The Nash equilibrium, an existence proof

Question

I do not follow here in the -4th line that the equality is achieved only if

$$p_i(s,\alpha)\leq 0$$

for every $s$.

Answer 1

If $p_i(s,\alpha)\leq 0$ for every $s$, then $\alpha'_{i} = \alpha_{i}$, thus we get equality (proving "if" but not "only if").

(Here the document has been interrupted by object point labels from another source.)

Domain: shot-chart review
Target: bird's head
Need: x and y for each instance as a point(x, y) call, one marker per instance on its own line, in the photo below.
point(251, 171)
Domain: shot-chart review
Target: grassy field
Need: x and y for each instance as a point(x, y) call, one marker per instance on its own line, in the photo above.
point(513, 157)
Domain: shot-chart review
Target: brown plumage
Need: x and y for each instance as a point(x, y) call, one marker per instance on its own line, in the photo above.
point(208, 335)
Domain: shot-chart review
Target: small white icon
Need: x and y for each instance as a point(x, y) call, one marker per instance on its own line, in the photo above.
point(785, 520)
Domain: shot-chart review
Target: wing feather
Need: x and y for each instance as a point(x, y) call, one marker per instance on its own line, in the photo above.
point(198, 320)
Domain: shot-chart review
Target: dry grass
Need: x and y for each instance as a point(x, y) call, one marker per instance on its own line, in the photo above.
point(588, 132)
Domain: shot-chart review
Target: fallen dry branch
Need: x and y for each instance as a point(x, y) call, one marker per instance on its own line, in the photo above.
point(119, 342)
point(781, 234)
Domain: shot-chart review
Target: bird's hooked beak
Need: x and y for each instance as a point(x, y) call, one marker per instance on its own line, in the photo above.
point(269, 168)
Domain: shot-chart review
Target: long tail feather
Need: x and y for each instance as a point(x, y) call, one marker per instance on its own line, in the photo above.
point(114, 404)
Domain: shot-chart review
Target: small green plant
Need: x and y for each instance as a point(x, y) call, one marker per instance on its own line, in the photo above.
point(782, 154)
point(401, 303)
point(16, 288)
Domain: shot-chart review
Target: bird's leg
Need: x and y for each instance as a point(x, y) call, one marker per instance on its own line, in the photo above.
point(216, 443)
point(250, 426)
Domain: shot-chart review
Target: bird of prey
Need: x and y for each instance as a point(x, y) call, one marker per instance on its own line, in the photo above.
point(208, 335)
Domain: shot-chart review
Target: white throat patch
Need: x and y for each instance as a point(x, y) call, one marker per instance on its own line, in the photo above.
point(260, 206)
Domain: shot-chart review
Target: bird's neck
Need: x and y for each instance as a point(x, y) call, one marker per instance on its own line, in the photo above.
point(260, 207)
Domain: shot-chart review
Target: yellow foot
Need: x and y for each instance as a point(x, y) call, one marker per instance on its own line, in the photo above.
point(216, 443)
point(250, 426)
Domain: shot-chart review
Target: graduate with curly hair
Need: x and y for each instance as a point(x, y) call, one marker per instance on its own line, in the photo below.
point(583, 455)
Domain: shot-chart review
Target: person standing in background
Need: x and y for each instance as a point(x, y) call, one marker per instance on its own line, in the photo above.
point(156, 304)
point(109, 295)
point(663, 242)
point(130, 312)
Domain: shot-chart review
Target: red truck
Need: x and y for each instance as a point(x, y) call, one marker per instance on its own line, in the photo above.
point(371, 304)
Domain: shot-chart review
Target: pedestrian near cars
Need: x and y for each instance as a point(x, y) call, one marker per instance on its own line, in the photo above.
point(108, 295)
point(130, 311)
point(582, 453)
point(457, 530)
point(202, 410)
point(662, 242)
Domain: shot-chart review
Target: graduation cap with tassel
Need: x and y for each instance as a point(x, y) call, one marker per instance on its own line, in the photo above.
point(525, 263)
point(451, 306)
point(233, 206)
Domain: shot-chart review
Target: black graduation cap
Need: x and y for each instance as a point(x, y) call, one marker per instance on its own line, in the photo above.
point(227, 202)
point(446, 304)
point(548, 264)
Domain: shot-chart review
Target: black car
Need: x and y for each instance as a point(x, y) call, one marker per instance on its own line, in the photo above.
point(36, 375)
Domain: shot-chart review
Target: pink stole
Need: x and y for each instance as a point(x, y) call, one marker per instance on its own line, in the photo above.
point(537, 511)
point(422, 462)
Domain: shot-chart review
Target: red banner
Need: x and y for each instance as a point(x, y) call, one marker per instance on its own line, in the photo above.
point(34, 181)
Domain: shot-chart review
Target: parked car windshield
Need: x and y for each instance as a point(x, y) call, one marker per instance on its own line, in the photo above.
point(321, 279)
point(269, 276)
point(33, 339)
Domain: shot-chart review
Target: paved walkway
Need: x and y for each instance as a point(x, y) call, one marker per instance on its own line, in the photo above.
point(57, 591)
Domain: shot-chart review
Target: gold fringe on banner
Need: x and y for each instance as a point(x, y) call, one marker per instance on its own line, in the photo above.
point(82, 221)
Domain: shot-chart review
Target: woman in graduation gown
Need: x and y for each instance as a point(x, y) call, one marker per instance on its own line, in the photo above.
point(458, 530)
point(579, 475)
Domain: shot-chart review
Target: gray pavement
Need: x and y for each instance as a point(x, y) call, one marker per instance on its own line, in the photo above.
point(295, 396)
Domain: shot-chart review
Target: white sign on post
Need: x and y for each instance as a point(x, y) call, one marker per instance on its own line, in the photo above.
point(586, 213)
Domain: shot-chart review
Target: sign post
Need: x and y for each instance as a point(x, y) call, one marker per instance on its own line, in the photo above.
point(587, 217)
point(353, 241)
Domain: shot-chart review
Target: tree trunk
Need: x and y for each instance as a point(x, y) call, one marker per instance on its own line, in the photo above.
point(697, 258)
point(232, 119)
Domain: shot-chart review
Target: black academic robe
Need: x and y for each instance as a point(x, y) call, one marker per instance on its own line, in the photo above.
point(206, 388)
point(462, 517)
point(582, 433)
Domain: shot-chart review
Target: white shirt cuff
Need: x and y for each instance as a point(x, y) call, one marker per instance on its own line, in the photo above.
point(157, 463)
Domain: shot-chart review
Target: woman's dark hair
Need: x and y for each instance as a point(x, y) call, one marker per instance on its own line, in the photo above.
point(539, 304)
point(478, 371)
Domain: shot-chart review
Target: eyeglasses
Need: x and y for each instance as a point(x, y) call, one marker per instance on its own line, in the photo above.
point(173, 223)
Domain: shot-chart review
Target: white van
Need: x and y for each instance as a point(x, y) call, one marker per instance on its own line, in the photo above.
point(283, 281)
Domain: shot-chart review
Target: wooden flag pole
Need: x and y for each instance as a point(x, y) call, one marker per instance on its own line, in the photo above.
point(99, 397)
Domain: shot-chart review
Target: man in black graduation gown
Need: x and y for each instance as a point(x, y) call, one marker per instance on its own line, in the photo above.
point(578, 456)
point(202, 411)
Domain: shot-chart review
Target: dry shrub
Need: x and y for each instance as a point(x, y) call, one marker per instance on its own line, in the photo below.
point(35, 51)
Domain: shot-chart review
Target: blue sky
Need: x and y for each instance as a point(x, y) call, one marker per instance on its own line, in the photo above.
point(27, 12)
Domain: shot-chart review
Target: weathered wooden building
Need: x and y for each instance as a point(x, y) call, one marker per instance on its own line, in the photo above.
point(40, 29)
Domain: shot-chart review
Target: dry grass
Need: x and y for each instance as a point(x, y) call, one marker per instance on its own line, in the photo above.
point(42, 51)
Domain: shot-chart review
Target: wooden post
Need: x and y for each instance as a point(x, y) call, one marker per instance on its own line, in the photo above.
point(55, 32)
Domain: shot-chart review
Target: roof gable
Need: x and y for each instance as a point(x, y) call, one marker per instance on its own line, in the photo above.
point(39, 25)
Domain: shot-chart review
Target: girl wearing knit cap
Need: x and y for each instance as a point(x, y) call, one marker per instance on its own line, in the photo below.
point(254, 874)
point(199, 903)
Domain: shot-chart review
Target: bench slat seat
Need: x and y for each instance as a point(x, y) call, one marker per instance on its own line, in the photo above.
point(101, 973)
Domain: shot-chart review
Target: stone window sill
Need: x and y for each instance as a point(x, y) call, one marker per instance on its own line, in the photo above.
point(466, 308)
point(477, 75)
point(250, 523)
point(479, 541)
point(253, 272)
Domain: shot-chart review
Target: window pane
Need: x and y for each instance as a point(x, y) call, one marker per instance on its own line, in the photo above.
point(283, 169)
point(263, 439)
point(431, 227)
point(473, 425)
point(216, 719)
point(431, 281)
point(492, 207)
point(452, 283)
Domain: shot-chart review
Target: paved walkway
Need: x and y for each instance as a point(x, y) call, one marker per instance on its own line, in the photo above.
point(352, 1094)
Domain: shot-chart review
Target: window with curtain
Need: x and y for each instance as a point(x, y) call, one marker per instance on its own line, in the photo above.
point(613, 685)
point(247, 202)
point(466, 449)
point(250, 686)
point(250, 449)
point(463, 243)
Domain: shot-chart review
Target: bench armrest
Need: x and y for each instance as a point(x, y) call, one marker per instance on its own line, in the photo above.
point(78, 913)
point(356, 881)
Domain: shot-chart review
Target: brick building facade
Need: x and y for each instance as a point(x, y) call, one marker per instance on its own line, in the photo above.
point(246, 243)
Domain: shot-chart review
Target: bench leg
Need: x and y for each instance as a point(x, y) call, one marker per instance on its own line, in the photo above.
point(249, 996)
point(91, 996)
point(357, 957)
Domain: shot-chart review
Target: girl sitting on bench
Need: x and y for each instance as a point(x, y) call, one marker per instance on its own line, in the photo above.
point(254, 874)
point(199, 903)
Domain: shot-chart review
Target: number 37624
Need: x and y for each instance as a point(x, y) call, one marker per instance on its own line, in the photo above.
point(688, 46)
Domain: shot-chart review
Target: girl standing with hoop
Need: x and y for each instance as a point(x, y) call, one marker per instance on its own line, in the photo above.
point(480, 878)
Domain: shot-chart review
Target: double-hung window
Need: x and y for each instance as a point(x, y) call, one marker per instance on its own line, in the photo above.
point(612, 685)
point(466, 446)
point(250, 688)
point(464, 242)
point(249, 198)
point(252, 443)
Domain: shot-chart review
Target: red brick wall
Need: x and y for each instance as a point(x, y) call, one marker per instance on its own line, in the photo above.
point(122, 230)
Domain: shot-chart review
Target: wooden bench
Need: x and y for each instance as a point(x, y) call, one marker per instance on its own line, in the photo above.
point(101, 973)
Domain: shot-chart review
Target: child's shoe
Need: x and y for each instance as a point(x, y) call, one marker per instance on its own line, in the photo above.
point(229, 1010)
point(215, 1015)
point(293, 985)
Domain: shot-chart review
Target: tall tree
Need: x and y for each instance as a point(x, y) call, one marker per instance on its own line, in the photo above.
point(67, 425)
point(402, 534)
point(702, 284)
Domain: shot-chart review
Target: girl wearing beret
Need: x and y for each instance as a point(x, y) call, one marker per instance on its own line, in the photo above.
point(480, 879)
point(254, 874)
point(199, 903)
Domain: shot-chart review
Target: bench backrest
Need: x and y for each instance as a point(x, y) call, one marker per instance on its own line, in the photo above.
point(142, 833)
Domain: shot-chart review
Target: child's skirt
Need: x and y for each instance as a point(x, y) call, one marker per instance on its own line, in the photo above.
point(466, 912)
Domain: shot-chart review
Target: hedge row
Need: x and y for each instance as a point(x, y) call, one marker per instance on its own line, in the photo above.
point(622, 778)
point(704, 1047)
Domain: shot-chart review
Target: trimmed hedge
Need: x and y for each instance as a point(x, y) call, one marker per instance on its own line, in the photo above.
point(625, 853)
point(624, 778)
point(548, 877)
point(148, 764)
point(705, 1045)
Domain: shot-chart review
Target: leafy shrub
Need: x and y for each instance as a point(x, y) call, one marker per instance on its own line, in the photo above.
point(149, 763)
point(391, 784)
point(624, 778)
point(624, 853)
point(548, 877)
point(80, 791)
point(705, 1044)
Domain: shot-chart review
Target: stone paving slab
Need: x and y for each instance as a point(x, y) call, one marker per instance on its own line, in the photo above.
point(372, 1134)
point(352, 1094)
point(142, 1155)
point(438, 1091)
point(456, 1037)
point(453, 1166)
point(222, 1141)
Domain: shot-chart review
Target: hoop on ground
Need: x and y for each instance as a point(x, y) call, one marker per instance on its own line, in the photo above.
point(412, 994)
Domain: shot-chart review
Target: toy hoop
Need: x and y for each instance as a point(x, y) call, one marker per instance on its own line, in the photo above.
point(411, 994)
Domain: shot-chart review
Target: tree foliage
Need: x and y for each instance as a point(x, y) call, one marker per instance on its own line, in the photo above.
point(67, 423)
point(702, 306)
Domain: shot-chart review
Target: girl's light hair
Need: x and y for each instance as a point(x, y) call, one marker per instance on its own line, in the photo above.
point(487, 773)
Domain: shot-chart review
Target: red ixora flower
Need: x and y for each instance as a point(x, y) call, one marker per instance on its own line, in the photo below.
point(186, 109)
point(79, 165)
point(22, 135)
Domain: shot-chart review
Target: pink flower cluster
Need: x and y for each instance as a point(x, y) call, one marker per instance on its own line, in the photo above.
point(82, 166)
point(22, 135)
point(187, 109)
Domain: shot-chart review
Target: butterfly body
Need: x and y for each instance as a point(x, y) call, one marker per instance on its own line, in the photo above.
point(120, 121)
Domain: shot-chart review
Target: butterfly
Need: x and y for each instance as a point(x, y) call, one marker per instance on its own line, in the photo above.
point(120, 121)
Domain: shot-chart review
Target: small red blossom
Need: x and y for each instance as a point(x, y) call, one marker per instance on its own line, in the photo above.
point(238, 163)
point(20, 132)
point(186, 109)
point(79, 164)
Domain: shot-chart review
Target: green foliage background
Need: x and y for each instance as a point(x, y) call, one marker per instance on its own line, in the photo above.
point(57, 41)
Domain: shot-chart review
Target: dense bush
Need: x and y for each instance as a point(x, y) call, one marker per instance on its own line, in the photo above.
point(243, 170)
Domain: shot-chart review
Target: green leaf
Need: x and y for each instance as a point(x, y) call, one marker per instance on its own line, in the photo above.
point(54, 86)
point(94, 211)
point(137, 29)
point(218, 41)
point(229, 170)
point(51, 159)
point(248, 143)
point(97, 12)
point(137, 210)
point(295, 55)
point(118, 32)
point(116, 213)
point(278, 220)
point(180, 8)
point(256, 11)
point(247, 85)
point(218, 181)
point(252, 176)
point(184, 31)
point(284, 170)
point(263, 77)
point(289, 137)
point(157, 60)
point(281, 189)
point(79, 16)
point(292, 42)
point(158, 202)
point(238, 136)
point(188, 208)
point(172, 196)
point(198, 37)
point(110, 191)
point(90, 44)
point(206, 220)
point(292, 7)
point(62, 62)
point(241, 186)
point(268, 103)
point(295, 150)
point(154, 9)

Suppose there exists an $\hat{s}$ where $p_i(\hat{s},\alpha)> 0$, then for any $s$ where $p_i(s,\alpha)\leq 0$ and $\alpha_{i}^{(s)} > 0$ we have $\alpha_{i}^{\prime(s)} < \alpha_{i}^{(s)}$, which implies: $$\sum_{s:p_{i}(s, \alpha)\leq0} \alpha_{i}^{\prime(s)} < \sum_{s:p_{i}(s, \alpha)\leq0} \alpha_{i}^{(s)}$$ (Note, there must exist such an $s$ because $\alpha_{i}$ cannot result in strictly lower payoff than all pure strategies in its support.) $$\Rightarrow \sum_{s:p_{i}(s, \alpha)>0} \alpha_{i}^{\prime(s)} > \sum_{s:p_{i}(s, \alpha)>0} \alpha_{i}^{(s)}$$ The last implication follows because $\sum\limits_{s}\alpha_{i}^{\prime(s)}=\sum\limits_{s}\alpha_{i}^{(s)}=1$.

Hence, we can say equality is achieved if and only if $p_i(s,\alpha)\leq 0$ for every $s$.